Será que vem daí o batismo de “cachorrada” para a torcida alvi-negra? Bem, os
historiadores saberão esta resposta. O que os historiadores não sabem e nem os
deuses do futebol explicam é porque esses “seres botafoguenses” são tão,
digamos, esquisitos, com todo respeito, é claro. Capazes de xingar com altos
palavrões o ídolo do seu time que acabou de fazer um belo gol....Um tipo de
desabafo, de grito contido, que sai em forma de xingamento. É exclusividade
deles. E esteja prevenido se decidir ver o jogo ao lado deles. Seja no sofá da
casa ou na arquibancada, ou por um site qualquer na internet. Para sobreviver é
preciso ser imune aos efeitos da bipolaridade. O time vence fácil por cinco gols
e aos 45 do segundo eles levam um golzinho. Pronto!”Olha aí, não vacila, que
eles empatam”- pensará e dirá aos berros qualquer botafoguense normal. Talvez
daí venha, quem sabe, o ditado de que têm coisas que só acontecem ao Botafogo.

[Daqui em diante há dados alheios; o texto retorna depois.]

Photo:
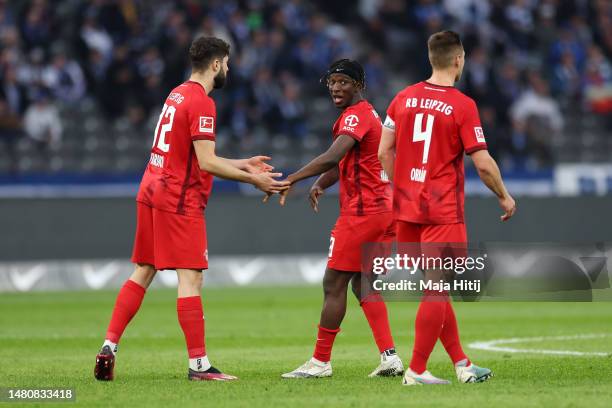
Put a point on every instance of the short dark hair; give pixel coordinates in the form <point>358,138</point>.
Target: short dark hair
<point>443,46</point>
<point>204,50</point>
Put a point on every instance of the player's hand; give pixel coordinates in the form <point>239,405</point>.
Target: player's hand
<point>266,183</point>
<point>257,165</point>
<point>313,196</point>
<point>508,206</point>
<point>283,196</point>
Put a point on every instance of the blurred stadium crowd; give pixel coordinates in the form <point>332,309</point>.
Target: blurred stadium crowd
<point>82,82</point>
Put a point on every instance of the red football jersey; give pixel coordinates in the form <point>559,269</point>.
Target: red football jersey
<point>173,180</point>
<point>434,125</point>
<point>364,187</point>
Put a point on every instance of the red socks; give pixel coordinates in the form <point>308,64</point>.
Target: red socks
<point>450,336</point>
<point>427,328</point>
<point>375,311</point>
<point>325,342</point>
<point>435,319</point>
<point>127,304</point>
<point>191,319</point>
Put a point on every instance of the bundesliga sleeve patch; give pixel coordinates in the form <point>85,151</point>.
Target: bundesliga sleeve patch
<point>479,135</point>
<point>207,124</point>
<point>389,123</point>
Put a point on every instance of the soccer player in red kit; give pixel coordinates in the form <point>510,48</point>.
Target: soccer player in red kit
<point>171,229</point>
<point>428,128</point>
<point>365,216</point>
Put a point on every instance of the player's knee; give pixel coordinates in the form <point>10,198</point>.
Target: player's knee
<point>356,287</point>
<point>333,289</point>
<point>190,279</point>
<point>143,274</point>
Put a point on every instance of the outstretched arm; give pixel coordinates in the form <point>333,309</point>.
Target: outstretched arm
<point>325,161</point>
<point>490,175</point>
<point>253,165</point>
<point>220,167</point>
<point>386,151</point>
<point>327,179</point>
<point>322,163</point>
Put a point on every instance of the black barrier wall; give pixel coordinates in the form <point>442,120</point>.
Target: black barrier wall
<point>103,228</point>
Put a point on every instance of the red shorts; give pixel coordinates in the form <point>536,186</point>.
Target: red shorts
<point>168,240</point>
<point>451,239</point>
<point>353,231</point>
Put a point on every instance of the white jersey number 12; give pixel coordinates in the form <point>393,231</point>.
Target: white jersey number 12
<point>160,134</point>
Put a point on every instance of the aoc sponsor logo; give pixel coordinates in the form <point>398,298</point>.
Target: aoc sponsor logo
<point>418,175</point>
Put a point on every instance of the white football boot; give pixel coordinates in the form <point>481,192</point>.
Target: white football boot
<point>472,373</point>
<point>390,366</point>
<point>425,378</point>
<point>311,369</point>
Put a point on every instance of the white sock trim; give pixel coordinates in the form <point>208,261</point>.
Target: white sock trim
<point>199,363</point>
<point>114,346</point>
<point>319,362</point>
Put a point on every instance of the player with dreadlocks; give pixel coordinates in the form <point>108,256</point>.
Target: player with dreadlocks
<point>365,216</point>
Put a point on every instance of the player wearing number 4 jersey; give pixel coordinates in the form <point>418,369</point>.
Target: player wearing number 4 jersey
<point>365,216</point>
<point>428,128</point>
<point>171,230</point>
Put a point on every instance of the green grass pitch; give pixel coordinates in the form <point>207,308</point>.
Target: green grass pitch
<point>50,340</point>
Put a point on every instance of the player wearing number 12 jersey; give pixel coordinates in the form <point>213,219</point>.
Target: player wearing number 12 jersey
<point>428,129</point>
<point>171,230</point>
<point>365,217</point>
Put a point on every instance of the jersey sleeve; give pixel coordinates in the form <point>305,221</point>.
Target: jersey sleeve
<point>202,117</point>
<point>354,124</point>
<point>390,119</point>
<point>470,129</point>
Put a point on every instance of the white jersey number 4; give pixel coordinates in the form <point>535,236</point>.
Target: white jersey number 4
<point>160,134</point>
<point>420,135</point>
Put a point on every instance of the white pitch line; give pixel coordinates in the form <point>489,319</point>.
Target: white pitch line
<point>493,345</point>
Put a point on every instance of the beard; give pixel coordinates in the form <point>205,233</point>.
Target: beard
<point>219,80</point>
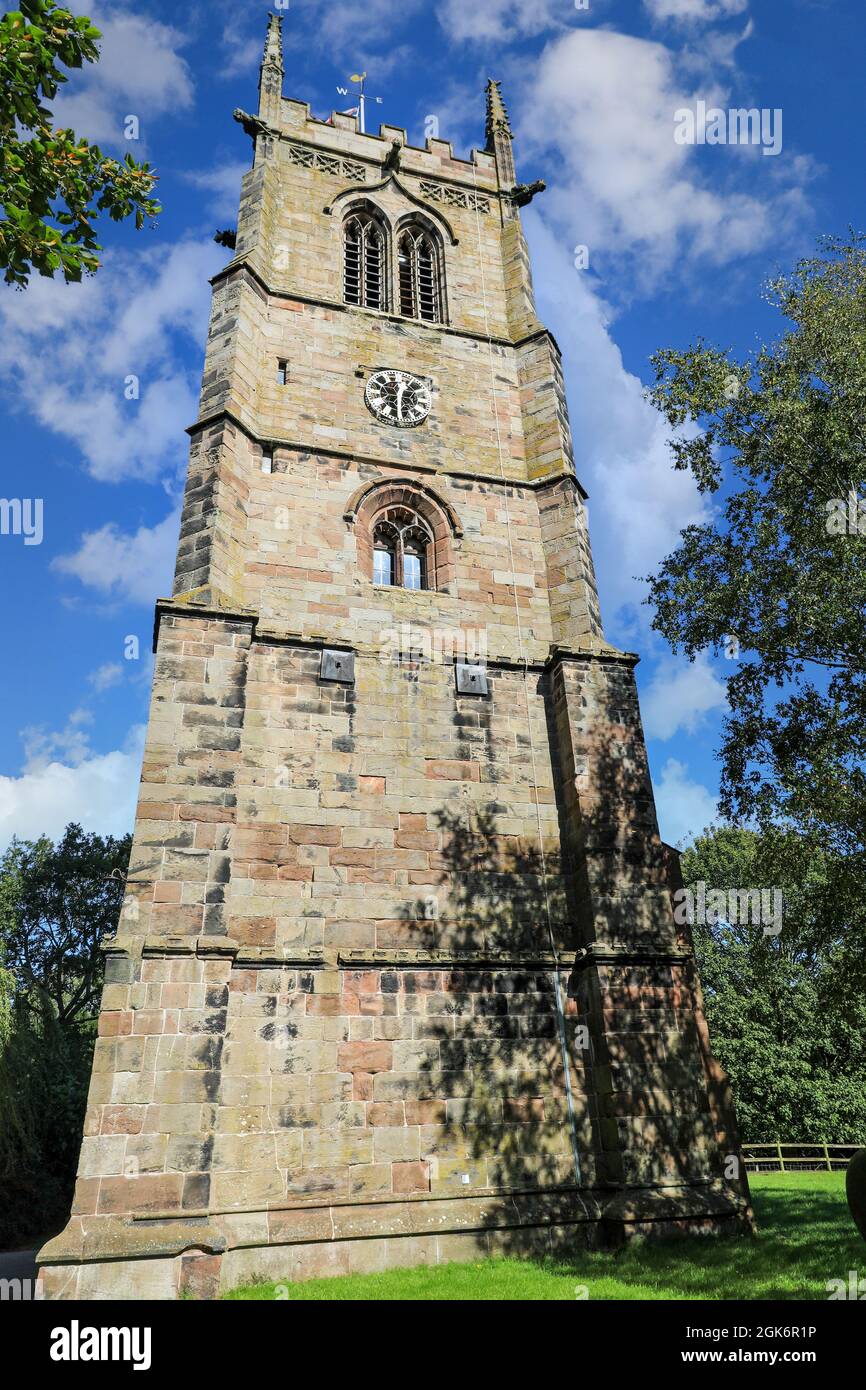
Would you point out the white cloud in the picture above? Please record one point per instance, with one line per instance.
(691, 11)
(97, 790)
(106, 676)
(223, 184)
(684, 806)
(139, 72)
(72, 742)
(70, 349)
(623, 185)
(680, 697)
(136, 567)
(638, 503)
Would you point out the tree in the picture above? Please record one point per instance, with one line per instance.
(780, 569)
(57, 902)
(52, 182)
(783, 1022)
(56, 905)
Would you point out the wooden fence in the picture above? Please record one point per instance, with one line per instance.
(797, 1158)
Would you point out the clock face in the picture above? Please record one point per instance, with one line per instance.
(396, 398)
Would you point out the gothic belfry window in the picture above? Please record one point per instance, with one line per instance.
(364, 262)
(402, 549)
(419, 275)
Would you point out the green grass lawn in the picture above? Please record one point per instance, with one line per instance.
(805, 1237)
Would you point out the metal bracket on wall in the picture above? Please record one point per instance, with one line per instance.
(337, 666)
(471, 680)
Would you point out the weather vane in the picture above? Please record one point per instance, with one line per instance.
(359, 110)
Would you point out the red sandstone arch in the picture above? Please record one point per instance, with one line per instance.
(374, 499)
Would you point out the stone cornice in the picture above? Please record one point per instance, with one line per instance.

Eles devem trazer traumas terríveis que passam de geração em geração,de outras
encarnações. A última decisão entre Botafogo e Fluminense no Carioca aconteceu
há exatos 41 anos e foi 1 a 0 Flu, com aquele gol do Lula, que até hoje rende
discussão. Foi falta, não foi falta.....Pois agora muitos botafoguenses que nem
eram nascidos, como,por exemplo meus
filhos, vão se vingar, zerar o que ficou engasgado. E nesse turbilhão de
emoções, ser mãe de botafoguense é um karma nessa vida. Durante o jogo,
especialmente se for contra o meu time, finja-se de morta, não dê um pio sequer, não emita
nenhuma opinião, não faça expressões faciais que os desagrade, não contrarie.
Véi, na boa, o melhor que eu faço é me afastar sorrateiramente, ir ver o longe
bem longe. É um transe de noventa minutos, mas que pode ser maior, porque o
stress começa desde a hora que eles acordam: Já abrem os olhos e, com sorte,
você escuta um “bom dia”. É preciso relevar: são botafoguenses e não por acaso
têm um ídolo que se chama Loco e que veste a camisa 13. Aliás, eles andam
cochichando entre si que contam com um grande reforço para a decisão: O jogo vai
ser num dia 13, da sorte, do Zagallo e de maio, data em que se comemora a
abolição da escravatura no Brasil. Mas posso garantir, como mãe experiente de
Maryna e Guilherme que sou: a carta de alforria esses “seres”jamais receberão .
Vão ser eternos escravos da estrela solitária.